WHY DO DUCKS FOLLOW THEIR MOTHERS?
Why do baby swans, baby ducks or baby chicken follow the mother and do all the time what she does? Here is the reason why. They are going through a process of imprinting. During this development period, they need attachment, even if it’s not their own mother, they get attached to a substitute. For example, if you hatched several baby swans and raised them without having a mother swan around, they may perceive you as the mother and imprint to you.
They would follow you wherever you go, try to mimic lots of your behaviors, etc., just as if you were the mother. This imprinting phase is their key to learn the behaviors and characteristics of their species.
Another extraordinary process in a mother’s womb is to consider here because the proof of its existence is ground breaking.
We, as a human being are a complex of a physical- and three nonphysical, energetical bodies. These are four separate yet interrelated bodies. The mental, emotional and physical body, and a fourth body that we refer to as the spiritual body. The spiritual body is the part of us that extends beyond our physical human existence.
At the time of conception, this three nonphysical bodies entered as formless energy the wombs of our mothers. We were just molecules and cells coming into form and these molecules and cells embodied consciousness. This form of intelligence provided the blueprint for who we were to become. In this very moment of conception, we received genetic and epigenetic coding from both our mother and our father.

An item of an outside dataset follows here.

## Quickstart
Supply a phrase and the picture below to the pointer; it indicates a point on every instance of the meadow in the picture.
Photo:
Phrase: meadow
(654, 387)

The epigenome is like a switch that sits on top of the gene and is affected by environmental conditions. Through the epigenome, a multitude of information is passed from parent to child including emotional programming.

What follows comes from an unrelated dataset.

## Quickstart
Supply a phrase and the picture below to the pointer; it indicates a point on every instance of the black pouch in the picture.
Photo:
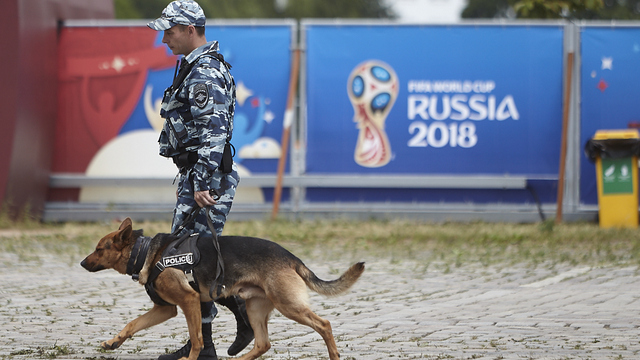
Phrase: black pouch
(227, 158)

Scientists from the Emory University Atlanta (One of the world’s leading research universities) have proven that information transfer of experience and emotion through the epigenome is a fact. They made male mice to fear the smell of cherry blossoms by associating it with mild foot shocks over a period of three days. Later the mice bred, and both their children and grandchildren feared the smell of cherry blossoms even though the resulting generations had never been shocked in response to this smell. The offspring were even born with more cherry-blossom detecting neurons in their noses and more space in their brain devoted to cherry blossom smelling. As the Washington Post noted: “this study adds to a growing pile of evidence suggesting that characteristics outside of the strict genetic code may also be transferred from our parents through epigenetic inheritance.” In other words, science is proving that fear and other learned emotional expressions are imprinted at an epigenetic level and passed from one generation to the next.
Basic definition of imprinting:
Rapid learning that occurs during a brief receptive period, typically soon after birth or hatching, and establishes a long-lasting behavioral response to a specific individual or object, as attachment to parent, offspring, or site. In humans, this is often also called bonding, and it usually refers to the relationship between the newborn and its parents.